Hukukumuzda, kişilerin satın aldığı şeylerin ileride kendilerinden geri alınabileceği endişesi taşımamaları, dolayısıyla toplum düzeninin sağlanması düşüncesiyle, satın alan kişinin iyiniyetinin korunması ilkesi kabul edilmiştir.
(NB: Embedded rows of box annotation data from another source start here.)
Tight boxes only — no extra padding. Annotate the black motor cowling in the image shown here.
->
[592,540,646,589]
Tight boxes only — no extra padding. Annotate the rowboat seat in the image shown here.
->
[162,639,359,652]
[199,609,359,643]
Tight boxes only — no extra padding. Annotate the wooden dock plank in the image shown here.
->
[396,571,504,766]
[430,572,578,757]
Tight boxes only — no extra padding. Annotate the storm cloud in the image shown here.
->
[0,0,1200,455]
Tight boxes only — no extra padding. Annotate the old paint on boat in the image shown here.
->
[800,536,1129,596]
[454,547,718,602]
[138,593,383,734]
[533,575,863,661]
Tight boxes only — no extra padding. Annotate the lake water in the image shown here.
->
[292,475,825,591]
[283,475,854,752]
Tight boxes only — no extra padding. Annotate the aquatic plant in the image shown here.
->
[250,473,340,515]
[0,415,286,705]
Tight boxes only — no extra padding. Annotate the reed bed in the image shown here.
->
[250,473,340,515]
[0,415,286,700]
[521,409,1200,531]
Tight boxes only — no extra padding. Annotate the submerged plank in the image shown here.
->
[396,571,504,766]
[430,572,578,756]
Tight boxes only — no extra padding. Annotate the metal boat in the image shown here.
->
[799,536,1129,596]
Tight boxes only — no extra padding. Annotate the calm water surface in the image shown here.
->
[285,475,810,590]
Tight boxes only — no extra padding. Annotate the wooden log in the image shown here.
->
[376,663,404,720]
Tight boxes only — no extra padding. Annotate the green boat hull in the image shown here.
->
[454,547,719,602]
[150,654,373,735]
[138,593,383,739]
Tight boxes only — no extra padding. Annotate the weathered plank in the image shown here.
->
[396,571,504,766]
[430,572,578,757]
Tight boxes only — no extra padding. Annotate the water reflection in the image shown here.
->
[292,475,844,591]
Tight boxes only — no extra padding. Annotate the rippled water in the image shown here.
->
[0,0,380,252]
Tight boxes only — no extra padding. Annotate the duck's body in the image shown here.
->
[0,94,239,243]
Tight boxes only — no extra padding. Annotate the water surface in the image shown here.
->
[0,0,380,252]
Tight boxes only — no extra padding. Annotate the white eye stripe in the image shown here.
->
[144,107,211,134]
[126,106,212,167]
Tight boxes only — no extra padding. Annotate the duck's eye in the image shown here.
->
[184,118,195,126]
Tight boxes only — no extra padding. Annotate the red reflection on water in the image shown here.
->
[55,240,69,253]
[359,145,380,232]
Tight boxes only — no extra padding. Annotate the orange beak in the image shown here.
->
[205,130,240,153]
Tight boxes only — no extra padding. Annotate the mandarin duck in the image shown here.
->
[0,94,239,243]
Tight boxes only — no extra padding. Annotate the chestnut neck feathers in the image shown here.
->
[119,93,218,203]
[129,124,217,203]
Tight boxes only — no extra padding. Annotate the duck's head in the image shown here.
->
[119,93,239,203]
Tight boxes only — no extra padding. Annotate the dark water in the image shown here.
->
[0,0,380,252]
Bir tanımlama yapmak gerekirse iyiniyetten maksat, hakkın doğumuna engel olacak bir hususun hak iktisap edilirken kusursuz olarak bilinmemesidir.

Belirtilen ilke, TMK’nun 1023. maddesinde aynen “tapu kütüğündeki tescile iyiniyetle dayanarak mülkiyet veya bir başka ayni hak kazanan üçüncü kişinin bu kazanımı korunur” şeklinde hükme bağlanmış, aynı ilke tamamlayıcı madde niteliğindeki 1024. maddede “bir ayni hak yolsuz olarak tescil edilmiş ise, bunu bilen veya bilmesi gereken üçüncü kişi bu tescile dayanamaz” biçiminde vurgulanmıştır. Ne var ki; tapulu taşınmazların intikallerinde huzur ve güveni koruma, toplum düzenini sağlama uğruna tapu kaydında ismi geçmeyen ama asıl malik olanın hakkı feda edildiğinden iktisapta bulunan kişinin iyiniyetli olup olmadığının tam olarak tespiti büyük önem taşımaktadır.

Somut uyuşmazlıkta, satış vaadi sözleşmesine konu 378 parsel sayılı taşınmazın, 13.11.2014 tarihinde …’a satış suretiyle devredildiği, karşı davacı vekilinin, 24.11.2014 tarihli dilekçesi ile …’ın, müvekkilinin açtığı davayı bildiğini ileri sürerek HMK’nin 125. maddesi uyarınca tapu kayıt sahibinin davaya dahil edilmesini talep ettiği anlaşılmıştır. O halde, kayıt sahibinin mülkiyeti satış vaadi sözleşmesinden kaynaklanan hakkın bertaraf edilmesi kastiyle ve kötüniyetle kazandığı ileri sürüldüğünden, malikin ayni hakkın yolsuz olarak tescil edildiğini bilen veya bilmesi gereken üçüncü kişi olup olmadığının araştırılması zorunludur. Burada, satış vaadi sözleşmesinin tapuya şerh edilip edilmediğinin önemi yoktur. Önemli olan, mülkiyet hakkı sahibinin satış vaadi sözleşmesini bilmesi gereken kişilerden olup olmadığının saptanmasıdır.

Bu durumda mahkemece, taraf delilleri toplanarak yukarıdaki ilkeler doğrultusunda araştırma yapıldıktan sonra oluşacak sonuca göre bir karar verilmesi gerekirken eksik inceleme ile yazılı şekilde hüküm kurulması doğru görülmemiş; bu nedenle hükmün bozulması gerekmiştir.

SONUÇ: Yukarıda (1) numaralı bentte açıklanan nedenle karşı davada dahili davalı … vekilinin temyiz itirazlarının reddine, (2) numaralı bent uyarınca karşı davada dahili davalı … vekilinin temyiz itirazının kabulü ile hükmün BOZULMASINA, peşin yatırılan harcın istek halinde yatırana iadesine, 11.12.2018 tarihinde oybirliği ile karar verildi.